“Let’s assume a normal distribution …” Ugh! That was your first mistake. Why do we make this assumption? It can’t be because we want to be able to mentally compute standard deviations, because we can’t and don’t it that way in practice. No, we assume a normal distribution to simplify our decision making process – with it we can pretend to ignore the outliers and extremes, we can pretend that nothing significant happens very far from the mean.
There are well over a hundred different statistical distributions other than “normal” available to characterize your data. Let’s look at a few of those other major categories that describe much of the physical, biological, economic, social and psychological data that we may encounter as part of our business decision and management process.
The big one when it comes to its business impact is what is commonly known as the “fat tail” (or sometimes, “long tail”). These are Nassim Taleb’s “Black Swans”. In the real world, unlikely events don’t necessarily tail off quickly to a near-zero probability, but remain significant even in the extreme, and as Taleb points out, become not just likely over the longer term, but practically inevitable. It is these fat tail events that leave us scratching our heads when our 95% confident plans go awry.
Next up are the bounded, or skewed distributions. Some things are more likely to happen in one direction than in the other. Unlike with a normal distribution, the mode, median and mean of a skewed distribution are three different values. ZERO represents a common left-hand bound, where variables cannot take on negative values. Many production and quality issues have this bounded characteristic, where oversize is less common than undersize because you can always remove material but you can’t put it back on (additive manufacturing excepted). Too large of a part will sometimes simply just not fit into the tool / jig, but you can grind that piece down to nothing if you’re not paying attention (I have a story about that best saved for another post).

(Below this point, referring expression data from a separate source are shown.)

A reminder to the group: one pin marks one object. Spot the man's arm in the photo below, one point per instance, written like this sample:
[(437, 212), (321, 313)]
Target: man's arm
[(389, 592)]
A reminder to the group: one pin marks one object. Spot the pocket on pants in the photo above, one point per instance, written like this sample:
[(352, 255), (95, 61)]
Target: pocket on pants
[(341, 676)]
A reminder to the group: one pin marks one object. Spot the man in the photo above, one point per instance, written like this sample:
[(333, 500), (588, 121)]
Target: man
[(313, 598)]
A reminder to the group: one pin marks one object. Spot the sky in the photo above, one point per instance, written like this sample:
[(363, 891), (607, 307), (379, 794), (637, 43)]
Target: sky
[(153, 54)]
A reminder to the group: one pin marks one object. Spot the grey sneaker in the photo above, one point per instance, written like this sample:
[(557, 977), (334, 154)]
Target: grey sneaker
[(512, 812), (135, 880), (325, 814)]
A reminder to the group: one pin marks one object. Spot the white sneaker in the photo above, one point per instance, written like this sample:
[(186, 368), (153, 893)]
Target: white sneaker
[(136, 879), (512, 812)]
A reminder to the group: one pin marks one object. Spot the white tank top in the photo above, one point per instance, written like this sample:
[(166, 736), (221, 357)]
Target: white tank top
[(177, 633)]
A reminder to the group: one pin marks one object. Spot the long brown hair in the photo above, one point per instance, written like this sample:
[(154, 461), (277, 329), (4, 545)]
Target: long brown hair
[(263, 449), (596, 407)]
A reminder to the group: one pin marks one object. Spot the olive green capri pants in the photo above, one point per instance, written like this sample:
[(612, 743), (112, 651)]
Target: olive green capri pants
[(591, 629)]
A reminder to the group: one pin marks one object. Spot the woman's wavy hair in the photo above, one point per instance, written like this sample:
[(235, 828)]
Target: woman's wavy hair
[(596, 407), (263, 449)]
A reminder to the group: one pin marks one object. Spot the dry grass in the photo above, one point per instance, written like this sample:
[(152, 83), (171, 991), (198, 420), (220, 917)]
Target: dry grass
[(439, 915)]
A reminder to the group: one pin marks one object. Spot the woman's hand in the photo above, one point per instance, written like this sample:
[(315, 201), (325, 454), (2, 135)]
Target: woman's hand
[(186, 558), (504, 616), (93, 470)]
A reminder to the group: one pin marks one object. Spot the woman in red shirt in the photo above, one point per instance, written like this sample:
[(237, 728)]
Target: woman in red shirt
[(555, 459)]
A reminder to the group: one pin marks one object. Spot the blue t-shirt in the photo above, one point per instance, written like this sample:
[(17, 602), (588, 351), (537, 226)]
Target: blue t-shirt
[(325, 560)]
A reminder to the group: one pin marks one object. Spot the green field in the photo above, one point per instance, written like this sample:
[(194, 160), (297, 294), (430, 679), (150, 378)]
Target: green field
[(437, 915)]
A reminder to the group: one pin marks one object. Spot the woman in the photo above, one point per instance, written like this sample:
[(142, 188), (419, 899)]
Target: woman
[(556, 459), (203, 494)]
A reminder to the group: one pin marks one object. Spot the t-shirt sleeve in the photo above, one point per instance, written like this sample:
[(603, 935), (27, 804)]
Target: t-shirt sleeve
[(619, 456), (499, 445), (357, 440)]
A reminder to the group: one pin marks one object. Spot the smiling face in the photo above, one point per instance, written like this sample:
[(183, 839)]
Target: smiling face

Discrete or step-wise functions might describe a number of our business processes. We make a lot of yes/no, binary, or all-or-nothing decisions in business, where the outcome becomes either A or B but not a lot in between. In these cases, having a good handle on the limited range over which making an assumption of normality becomes important.
Poisson distributions. These describe common fixed-time interval events such as the frequency of customers walking in the door, calls coming into the call center, or trucks arriving at the loading dock. Understanding this behavior is critical to efficient resource allocation, otherwise you may either overstaff, influenced by the infrequent peaks, or understaff without the requisite flexibility to bring additional resources to bear when needed.
Power laws. Would you think that the population of stars in the galaxy follows a normal distribution, with sort of an average sized star being the most common? Not even close. Small brown and white dwarfs are thousands of times more common than Sun-sized stars, which are tens of thousands of times more common than blue and red giants like Rigel and Betelgeuse. Thank goodness things like earthquakes and tornados follow this pattern, known as a “power law”.
Much of the natural world is governed by power laws, which look nothing at all like a normal distribution. Smaller events are orders of magnitude more likely to occur than medium sized events, which in turn are orders of magnitude more likely than large ones. Power laws grow exponentially in hockey stick fashion, but are typically displayed on a logarithmic scale, which converts the hockey stick into a straight line (left). Don’t let the linearity fool you, though – that vertical scale is growing by a factor of ten with each tick mark.
That’s financial data over there to the right – can you tell without the axis labels if that’s monthly, hourly or per-minute price data? Or, it could just as easily be your network traffic, again measured by the second or by the day. This type of pattern is known as fractal, with the key property of self-similarity: it looks the same no matter what scale it is observed at. Fractals conform to power laws, and therefore there are statistical approaches for dealing with them.
One piece of good news is that when it comes to forecasting, you don’t have to worry about normality - forecasting techniques do not depend on an assumption of normality. Knowing how to handle outliers, however, is crucial to forecast accuracy. In some cases they can be thrown out as true aberrations / bad data, but in other cases they really do represent the normal flow of business and you ignore them at your peril. In forecasting, outliers often represent discrete events, which can be isolated from the underlying pattern to improve the baseline forecast, but then deliberately reintroduced when appropriate, such as holidays or extreme weather conditions.
What we’ve just discussed above is called data characterization, and is standard operating procedure for your data analysts and scientists. Analytics is a discipline. One of the first things your data experts will do will be to run statistics on the data to characterize it – tell us something about its underlying properties and behavior – as well as analyze the outliers, all part of the discipline or culture of analytics.
Economists like to assume the “rational economic man” – it permits them to sound as if they know what they are talking about. Likewise, assuming a “rational consumer” (customer data is going to comprise a huge chunk of your Big Data) who behaves in a “normal” fashion is pushing things beyond the breaking point. While plenty of data sets are normal (there are no humans ten times the average height, let alone even twice), don’t assume normality in your data or your business processes where it’s not warranted.
Soon enough we’ll probably drop the “big” from Big Data and just get on with it, but still, your future is going to have a LOT of data in it, and properly characterizing that data using descriptive analytics in order to effectively extract its latent value and insights will keep your Big Data exercise from turning into Big Trouble.